あっというまに教室に乱入してきた兵士達。
優しかった先生は、ズタボロに犯されて殺された。
泣きながら逃げまどう同級生達は、笑いながら縊り殺された。
俺は気が付いたら学校の裏山に逃げ延びていて、燃え上がる学校を見ていた。
いや、学校だけじゃない、山も、田畑も、家も、全てが燃え上がり、視界には炎しか見えなかった。
結局俺は生き残った者達と共に捕らえられ収容所に入れられた。
収容所の環境も劣悪だったが、何より毎夜俺は生き残ってしまったことに苛まされた。 収容所で瞼を閉じれば浮かんでくる友達の顔は、みんな恨めしそうに睨んでくる。
なぜ、助けてくれなかった?
友達なのに、何で助けてくれなかったの?
勇者の力があるなら、なぜ助けてくれなかった?
誰もが、納得のいかない顔で問いかけ、俺を責めてくる。
辞めてくれ、こんな力があるなんて知らなかったんだ。後ずさる俺の背を誰かの手が押し止めた。
振り返れば、ストレだった。王族は全て斬首されたと噂で聞いていた。なら、このストレも俺に怨嗟を述べに来たのか。
「ねえ、僕達を助けてくれなかった君がヴィザナミ人を助けないよね」
一言言うたびに、ストレの首に入った一本の線から、血がどくどく零れていく。
仇を取ってよ。
復讐してよ。
俺の周りを殺されたアルヴァディーレの仲間達が取り囲み、口々に呪詛を唱える。
殺してよ。殺してよ。殺してよ。
ヴィザナミ人を殺してよ。
出来るだけ酷たらしく。
出来るだけ苦しめて。
全員の眼球が、俺に潜り込んできて告げる。
復讐しろ。
「うわっ」
跳ね起きた全身は、汗でびっしょりだった。
「はあはあ、久しぶりに見た」
呼吸が荒れる中、ふと見ればベットではシーラが静かな寝息をしている。
十二皇子の一人、憎いヒューレアムの名を冠する王族。
寝袋から静かに起きあった。
ゆっくりと足音を忍ばせシーラのベットに近付く。
鼻息が触れる程近付いても、シーラに起き出す気配はない。
シーラに跨ると、その首に手を掛けた。
シーラの首に手を掛けた掌から、シーラの呼吸、鼓動が、命の流れが伝わっている。
あと少し力を入れれば、その脈動を断ち切れる。
こいつは、ただの肉袋に成り代わる。
みんなの仇を取れば、悪夢に魘されることもなくなるかもしれない。
指が柔らかい首に食い込んでいく。
殺して犯してやる。みんなと同じ目に遭わせてやる。
更に指が食い込み、助けてと必死に抵抗していたみんなの顔がシーラに重なる。
「くそっ」
首を放し床に飛び降りた。
「ちきしょう」
拳が割れる程床を殴りつけた。
「なんで、こんな残酷なことが出来る。こんな事が出来るのは人間じゃない。俺は苦しくても人間でありたい」
情けないことに涙を止められないままに俺は寝袋に再び潜り込んだ。
悪夢に苦しむには長すぎて、忘れるには短い時間が過ぎた頃、シチハの寝息が響き出す。
寝息に誘われたのか、今まで目を決して開けなかったシーラが起きあがった。シーラは己の罪を直視するかのようにシチハを見る。
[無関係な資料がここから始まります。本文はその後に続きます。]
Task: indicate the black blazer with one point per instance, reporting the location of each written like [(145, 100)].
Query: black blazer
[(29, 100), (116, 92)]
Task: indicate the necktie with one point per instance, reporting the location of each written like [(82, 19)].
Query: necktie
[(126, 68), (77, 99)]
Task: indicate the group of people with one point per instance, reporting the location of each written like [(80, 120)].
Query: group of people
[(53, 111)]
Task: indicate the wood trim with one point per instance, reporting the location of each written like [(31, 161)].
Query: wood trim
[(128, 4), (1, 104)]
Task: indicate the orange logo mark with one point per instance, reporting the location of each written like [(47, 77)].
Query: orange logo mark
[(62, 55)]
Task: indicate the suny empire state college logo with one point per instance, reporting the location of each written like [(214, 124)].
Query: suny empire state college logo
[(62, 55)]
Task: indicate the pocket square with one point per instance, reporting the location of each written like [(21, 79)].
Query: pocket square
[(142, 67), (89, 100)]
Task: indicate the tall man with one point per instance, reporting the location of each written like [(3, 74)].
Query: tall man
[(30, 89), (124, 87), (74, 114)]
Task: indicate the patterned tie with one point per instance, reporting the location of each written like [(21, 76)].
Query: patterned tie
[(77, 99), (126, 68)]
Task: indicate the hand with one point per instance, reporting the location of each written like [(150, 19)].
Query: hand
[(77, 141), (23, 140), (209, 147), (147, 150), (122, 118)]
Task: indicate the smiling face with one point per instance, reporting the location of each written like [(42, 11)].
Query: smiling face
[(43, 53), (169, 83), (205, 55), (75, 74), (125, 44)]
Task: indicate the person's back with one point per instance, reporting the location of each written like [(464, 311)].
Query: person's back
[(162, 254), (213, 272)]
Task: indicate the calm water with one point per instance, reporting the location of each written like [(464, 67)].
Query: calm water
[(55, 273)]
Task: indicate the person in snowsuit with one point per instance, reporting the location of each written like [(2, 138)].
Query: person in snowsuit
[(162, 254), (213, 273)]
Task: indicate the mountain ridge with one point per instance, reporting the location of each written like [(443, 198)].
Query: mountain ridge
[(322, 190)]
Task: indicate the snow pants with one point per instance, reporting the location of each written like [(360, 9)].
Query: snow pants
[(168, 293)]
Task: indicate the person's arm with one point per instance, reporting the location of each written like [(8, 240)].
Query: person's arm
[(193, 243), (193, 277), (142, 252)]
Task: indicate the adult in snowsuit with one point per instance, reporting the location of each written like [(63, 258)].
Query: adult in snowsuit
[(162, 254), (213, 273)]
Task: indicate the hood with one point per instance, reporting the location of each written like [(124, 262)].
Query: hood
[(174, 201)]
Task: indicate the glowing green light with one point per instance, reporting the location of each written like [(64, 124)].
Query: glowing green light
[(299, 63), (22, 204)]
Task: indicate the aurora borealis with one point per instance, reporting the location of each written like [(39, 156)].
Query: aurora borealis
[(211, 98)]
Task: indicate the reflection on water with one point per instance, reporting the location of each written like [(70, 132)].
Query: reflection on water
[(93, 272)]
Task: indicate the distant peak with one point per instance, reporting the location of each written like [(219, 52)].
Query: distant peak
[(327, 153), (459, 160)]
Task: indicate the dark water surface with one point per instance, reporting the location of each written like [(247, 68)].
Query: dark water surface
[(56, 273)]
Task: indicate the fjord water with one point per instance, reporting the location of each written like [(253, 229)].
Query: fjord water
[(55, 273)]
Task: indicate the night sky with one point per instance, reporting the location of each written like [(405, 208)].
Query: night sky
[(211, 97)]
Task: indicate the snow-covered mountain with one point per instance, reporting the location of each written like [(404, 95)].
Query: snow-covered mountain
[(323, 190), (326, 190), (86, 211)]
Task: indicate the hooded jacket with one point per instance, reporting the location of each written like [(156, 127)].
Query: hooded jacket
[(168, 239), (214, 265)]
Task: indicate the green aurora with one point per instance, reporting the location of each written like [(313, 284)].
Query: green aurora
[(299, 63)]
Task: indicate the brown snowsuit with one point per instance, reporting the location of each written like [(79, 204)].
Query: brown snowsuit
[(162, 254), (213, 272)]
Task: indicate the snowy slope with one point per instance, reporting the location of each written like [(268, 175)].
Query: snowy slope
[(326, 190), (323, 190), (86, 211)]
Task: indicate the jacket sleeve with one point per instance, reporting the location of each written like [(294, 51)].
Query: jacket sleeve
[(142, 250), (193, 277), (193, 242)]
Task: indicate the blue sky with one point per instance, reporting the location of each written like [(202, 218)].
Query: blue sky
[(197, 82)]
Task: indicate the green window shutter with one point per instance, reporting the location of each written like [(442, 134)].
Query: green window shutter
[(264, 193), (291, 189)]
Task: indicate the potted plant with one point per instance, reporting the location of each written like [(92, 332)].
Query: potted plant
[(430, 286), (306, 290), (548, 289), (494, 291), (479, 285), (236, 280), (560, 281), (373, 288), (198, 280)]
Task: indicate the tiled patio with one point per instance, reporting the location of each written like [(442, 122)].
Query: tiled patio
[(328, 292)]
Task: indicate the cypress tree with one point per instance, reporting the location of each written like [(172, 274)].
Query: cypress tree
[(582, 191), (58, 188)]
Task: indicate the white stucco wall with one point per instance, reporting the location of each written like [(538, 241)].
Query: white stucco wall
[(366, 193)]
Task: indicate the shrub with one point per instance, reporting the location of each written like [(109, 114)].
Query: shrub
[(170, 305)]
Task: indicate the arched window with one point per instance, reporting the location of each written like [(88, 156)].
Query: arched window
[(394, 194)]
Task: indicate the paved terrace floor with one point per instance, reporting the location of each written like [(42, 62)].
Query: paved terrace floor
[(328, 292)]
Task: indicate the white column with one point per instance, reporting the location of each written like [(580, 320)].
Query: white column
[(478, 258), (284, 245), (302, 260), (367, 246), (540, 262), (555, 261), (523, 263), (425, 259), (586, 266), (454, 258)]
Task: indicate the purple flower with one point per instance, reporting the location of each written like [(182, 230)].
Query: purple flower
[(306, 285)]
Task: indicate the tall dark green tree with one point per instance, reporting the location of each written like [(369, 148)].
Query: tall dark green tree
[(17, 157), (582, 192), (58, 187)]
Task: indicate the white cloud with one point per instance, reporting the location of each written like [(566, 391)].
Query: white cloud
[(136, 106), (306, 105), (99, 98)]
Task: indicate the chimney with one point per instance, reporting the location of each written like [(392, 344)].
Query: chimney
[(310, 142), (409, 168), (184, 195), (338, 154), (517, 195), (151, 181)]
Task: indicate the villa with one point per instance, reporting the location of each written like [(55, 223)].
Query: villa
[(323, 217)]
「可哀想な人。誰よりも優しいのに、運命がそれを許さない。
ううん、違うわね。私があなたを許さないのね」
シーラは毛布を持ってベットから降りて、シチハの横に寄り添う。毛布を自分とシチハに掛けて、その胸にシチハの頭を包み込む。
「この程度では罪滅ぼしにならないけど。せめてあなたが健やかに眠れるように」
シーラは優しい想いを込めてシチハを抱き締め眠りにつく。